Opinion: “Jim Crow 2.0” Laws in Georgia Set Dangerous Precedent
Updated: Oct 15, 2021
Senators Jon Ossoff (D-Ga.) and Raphael Warnock (D-Ga.) won the controversial Georgia senate runoff elections in January. As a result, there is a 50/50 split in the Senate with Vice President Kamala Harris acting as the tie-breaking vote. Georgia, a historically red state, notably voted blue in the last presidential election. The recent progressive shift in Georgia’s elections, along with the increasingly diverse population, gave Democrats hope of a permanent change in politics. However, this belief was shattered after new voting restrictions were signed into law on March 25 by Republican Governor Brian Kemp—restrictions that, if upheld, suppress and discourage Georgian voters, disproportionately affecting minorities.
Stacey Abrams, a Democratic State Representative of the 89th House District and long-term activist against voter suppression, was the first to dub the new laws “Jim Crow 2.0.” Her organization, Fair Fight, filed a civil rights lawsuit in federal court against the Georgia Secretary of State’s Office and Georgia Board of Elections in 2018, hoping to reform the voter suppression in the 2018 election after losing to Kemp, who also acted as the state’s chief election officer. This lawsuit tackled harmful problems present in state elections such as voter purges, wait-listed registration applications, issues at predominantly non-white voting precincts, negligence regarding absentee/provisional ballots, and more.
The new legislation creates many obstacles for Georgian voters before and on election day. Changes such as creating stricter voter identification requirements for absentee ballots and providing fewer ballot drop boxes only further discourage voters from casting their ballots on election day. The law also empowers state officials to take control of election boards. Providing food and water to voters in line is now illegal under this law. Additionally, felons aren’t allowed to vote in Georgia, a law that disproportionately affects Black people, who make up approximately 38% of the convicted felons in the United States and are 5.9 more times to be incarcerated. These restrictions will further manipulate the voter outcome, which critics say will target Democrats and people of color the most.
However, Republicans seem less concerned about the changes to come. On his podcast, conservative political commentator Ben Shapiro said, “Do you know what voter suppression is? Voter suppression is when you don’t get to vote.” Other Republicans and conservative commentators seem to agree on that message: how is this voter suppression if Georgians still have the right to vote?
What Shapiro and other Republicans are forgetting is this: the most prominent example of voter suppression in US history did not explicitly ban voting either. In fact, it was the primary response to African Americans gaining their rights to vote. In 1865, after the ratification of the 13th Amendment and the abolishment of slavery, states in the South started using “Black Codes” to stop African Americans from voting or participating as public servants in any way. These laws, just like the new Georgian ones, did not explicitly stop anyone from voting. They posted signs saying “Whites Only,” gave literacy tests, and asked for proof of property. These newly freed slaves, who previously had little to no opportunity of education or owning land, could not pass all of the strict conditions set by their local governments.
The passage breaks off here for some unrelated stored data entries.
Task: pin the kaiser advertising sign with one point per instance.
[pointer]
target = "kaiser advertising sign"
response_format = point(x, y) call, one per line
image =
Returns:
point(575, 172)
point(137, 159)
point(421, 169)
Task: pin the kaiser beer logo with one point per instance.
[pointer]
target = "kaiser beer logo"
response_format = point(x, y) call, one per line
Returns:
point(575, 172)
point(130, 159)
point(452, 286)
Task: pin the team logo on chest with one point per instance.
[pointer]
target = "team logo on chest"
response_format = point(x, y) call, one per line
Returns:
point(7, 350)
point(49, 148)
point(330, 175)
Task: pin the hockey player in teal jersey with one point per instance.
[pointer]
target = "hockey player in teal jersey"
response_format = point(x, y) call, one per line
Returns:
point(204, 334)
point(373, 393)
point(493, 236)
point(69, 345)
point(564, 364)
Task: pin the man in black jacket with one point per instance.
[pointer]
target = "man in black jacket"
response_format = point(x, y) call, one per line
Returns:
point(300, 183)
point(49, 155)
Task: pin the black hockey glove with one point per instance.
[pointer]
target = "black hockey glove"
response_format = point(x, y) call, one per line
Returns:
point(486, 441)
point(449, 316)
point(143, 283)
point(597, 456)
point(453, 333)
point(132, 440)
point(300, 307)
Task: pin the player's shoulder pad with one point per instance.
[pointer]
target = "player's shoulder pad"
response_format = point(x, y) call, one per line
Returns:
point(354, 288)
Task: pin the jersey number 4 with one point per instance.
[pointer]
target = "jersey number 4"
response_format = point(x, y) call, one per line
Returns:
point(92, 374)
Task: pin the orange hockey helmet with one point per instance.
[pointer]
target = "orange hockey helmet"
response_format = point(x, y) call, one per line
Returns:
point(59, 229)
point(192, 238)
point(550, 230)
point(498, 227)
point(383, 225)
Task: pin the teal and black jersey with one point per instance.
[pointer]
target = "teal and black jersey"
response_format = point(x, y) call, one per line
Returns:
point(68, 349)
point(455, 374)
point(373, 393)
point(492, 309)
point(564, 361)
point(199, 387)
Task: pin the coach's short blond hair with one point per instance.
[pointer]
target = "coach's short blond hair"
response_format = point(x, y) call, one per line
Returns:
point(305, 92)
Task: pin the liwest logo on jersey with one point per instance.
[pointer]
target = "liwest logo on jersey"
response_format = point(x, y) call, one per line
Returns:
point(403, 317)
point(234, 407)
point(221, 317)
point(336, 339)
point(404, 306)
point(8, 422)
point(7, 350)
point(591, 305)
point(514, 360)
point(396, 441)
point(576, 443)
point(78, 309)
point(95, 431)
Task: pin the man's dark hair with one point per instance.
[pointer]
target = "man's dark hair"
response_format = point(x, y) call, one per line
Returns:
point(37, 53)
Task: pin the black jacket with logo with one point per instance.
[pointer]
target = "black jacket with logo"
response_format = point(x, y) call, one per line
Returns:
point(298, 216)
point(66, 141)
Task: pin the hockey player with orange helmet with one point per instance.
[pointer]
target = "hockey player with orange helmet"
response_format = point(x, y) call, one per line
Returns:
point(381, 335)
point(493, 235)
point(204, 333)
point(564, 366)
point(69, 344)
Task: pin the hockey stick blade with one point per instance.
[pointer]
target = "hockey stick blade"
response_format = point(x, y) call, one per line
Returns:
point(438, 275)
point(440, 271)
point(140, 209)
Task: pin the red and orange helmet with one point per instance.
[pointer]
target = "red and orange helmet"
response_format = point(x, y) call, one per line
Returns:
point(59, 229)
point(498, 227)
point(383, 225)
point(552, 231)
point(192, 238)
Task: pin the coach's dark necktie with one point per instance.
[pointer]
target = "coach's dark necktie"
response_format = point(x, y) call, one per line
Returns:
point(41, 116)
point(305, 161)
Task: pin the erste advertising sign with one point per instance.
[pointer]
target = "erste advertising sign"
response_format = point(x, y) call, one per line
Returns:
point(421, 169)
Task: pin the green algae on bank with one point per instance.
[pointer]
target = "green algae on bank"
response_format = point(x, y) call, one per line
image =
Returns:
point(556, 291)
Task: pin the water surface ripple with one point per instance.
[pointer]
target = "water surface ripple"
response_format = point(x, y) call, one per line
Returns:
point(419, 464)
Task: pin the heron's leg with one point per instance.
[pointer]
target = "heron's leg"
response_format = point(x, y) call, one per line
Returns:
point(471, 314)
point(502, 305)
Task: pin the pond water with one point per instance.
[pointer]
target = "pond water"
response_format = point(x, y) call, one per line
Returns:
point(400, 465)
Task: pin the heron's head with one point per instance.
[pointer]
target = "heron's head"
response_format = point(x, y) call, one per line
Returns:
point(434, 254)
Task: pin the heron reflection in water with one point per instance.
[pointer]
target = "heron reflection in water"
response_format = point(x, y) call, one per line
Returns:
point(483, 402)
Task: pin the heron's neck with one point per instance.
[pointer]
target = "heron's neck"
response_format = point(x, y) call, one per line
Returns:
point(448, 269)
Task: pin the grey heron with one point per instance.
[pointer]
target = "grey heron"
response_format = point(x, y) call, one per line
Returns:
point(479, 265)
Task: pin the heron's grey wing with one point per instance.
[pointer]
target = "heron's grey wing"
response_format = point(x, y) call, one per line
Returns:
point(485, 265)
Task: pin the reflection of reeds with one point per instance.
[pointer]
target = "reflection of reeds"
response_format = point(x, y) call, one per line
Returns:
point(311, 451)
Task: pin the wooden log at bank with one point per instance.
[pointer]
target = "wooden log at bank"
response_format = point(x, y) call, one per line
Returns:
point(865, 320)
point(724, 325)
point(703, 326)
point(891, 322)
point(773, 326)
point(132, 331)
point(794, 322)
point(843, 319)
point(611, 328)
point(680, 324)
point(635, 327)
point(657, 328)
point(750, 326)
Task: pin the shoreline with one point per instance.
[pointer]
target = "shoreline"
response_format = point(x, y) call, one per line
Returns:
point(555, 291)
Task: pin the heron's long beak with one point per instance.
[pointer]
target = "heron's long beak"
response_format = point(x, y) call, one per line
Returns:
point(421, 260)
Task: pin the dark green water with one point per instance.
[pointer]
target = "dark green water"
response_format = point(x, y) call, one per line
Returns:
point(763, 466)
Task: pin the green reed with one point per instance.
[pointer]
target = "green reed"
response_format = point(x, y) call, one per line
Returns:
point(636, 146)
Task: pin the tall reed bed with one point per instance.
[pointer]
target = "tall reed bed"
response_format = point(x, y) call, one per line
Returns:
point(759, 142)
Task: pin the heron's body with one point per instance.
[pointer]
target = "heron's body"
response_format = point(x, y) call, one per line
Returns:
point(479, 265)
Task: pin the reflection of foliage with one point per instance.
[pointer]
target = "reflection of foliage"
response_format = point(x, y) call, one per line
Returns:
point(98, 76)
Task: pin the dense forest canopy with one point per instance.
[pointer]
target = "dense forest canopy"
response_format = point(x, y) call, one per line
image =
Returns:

The recent Georgia laws are not explicitly racist like the Jim Crow laws of the 60s. However, by changing where ballot boxes are placed, shortening the time period allowed to deliver mail-in ballots, and making voter identification laws stricter, the Georgia state government is creating unnecessary restrictions to inconvenience the voters in their state.
This is a dangerous action. The United States is known for its democracy and pledge that all people, regardless of race, gender, and creed, have a say in who they want to represent them. Although these laws aren’t a repeat of the Jim Crow laws that initially stopped a large percentage of the Black community from voting, they bring us a step closer. Legislators should work to move forward, further away from past discriminatory laws, not backward.